There's the original version, released in 1986 and on videotape, and the 2002 Director's Cut, available on DVD. The latter version is one of my all-time favorite movies. It compares quite favorably with Peter Jackson's "Lord of the Rings" and is a modern classic.
The theatrical release of 1986, shamefully butchered (chopped up and badly re-edited) by the mindless suits at Warner, and with its original Jerry Goldsmith score replaced by the rather trite Tangerine Dream soundtrack, is the version most people have seen. It was released on videotape as a children's movie. What it is, and was intended to be, is a fairy tale for adults. In fact, it's too intense for really young children.
It's hard to say that the '86 version deserves any more than the "6" it's rated at on its IMDb main page. It is a disappointment, primarily because it's now impossible to watch without think how much better it could be. The feeling and tone of the film were ruined by its treatment.
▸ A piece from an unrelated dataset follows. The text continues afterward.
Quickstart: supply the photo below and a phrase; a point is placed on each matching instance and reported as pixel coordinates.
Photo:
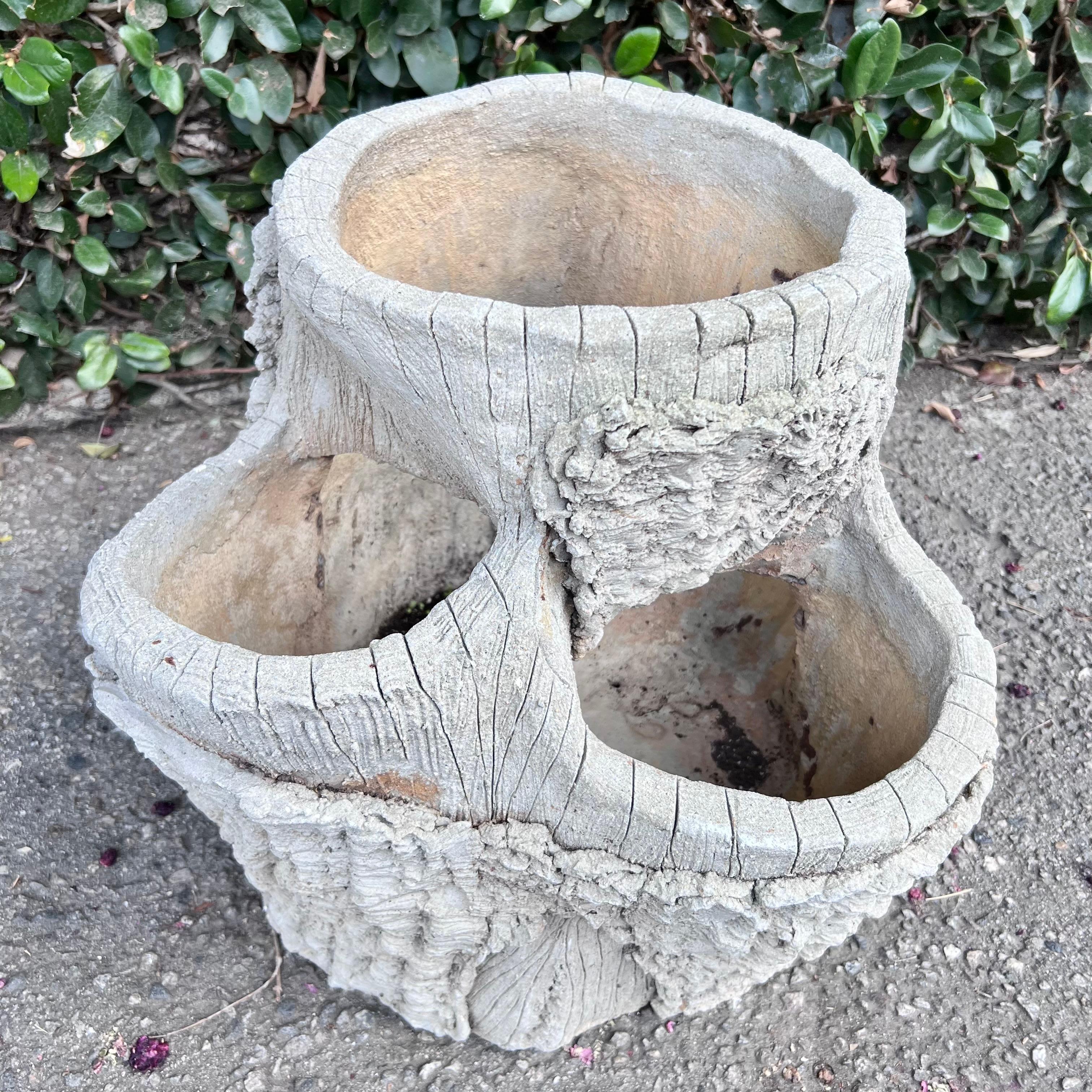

The Ridley Scott Director's Cut, released in 2002, is a completely different movie. If you haven't seen this version, you haven't seen the movie. It deserves a score of 9 or 10.
It doesn't look like a movie made 20 years ago. Scenes which are vital to the tone of the film and the meaning of the story have been restored. The sumptuous original soundtrack, recorded with a full orchestra, has also been restored, and this adds more to the film than can be put into words.
About the performances: A very young Tom Cruise is excellent as the hero. Tim Curry as the Lord of Darkness is awesome; his costume and voice alone are worth the cost of renting or buying the DVD. Mia Sara is absolutely stunning as Lily. She actually plays two different versions of her character, both wonderfully. This was her first role, a risk for Scott on such a big budget film, and she turned in the performance of her career. She's never been better, or looked more beautiful, than in this movie. The elves and fairies, both good and evil, are incredibly real-looking and believable. The costumes are perfect, and the sets are breathtaking, literally. One of the largest indoor sets ever constructed - a huge fantasy forest - was built for this movie.
If you haven't seen this version, rent it. If you have kids, buy it for them; they'll watch it over and over. My daughter and her friends watch it repeatedly, she's probably seen it 50 times.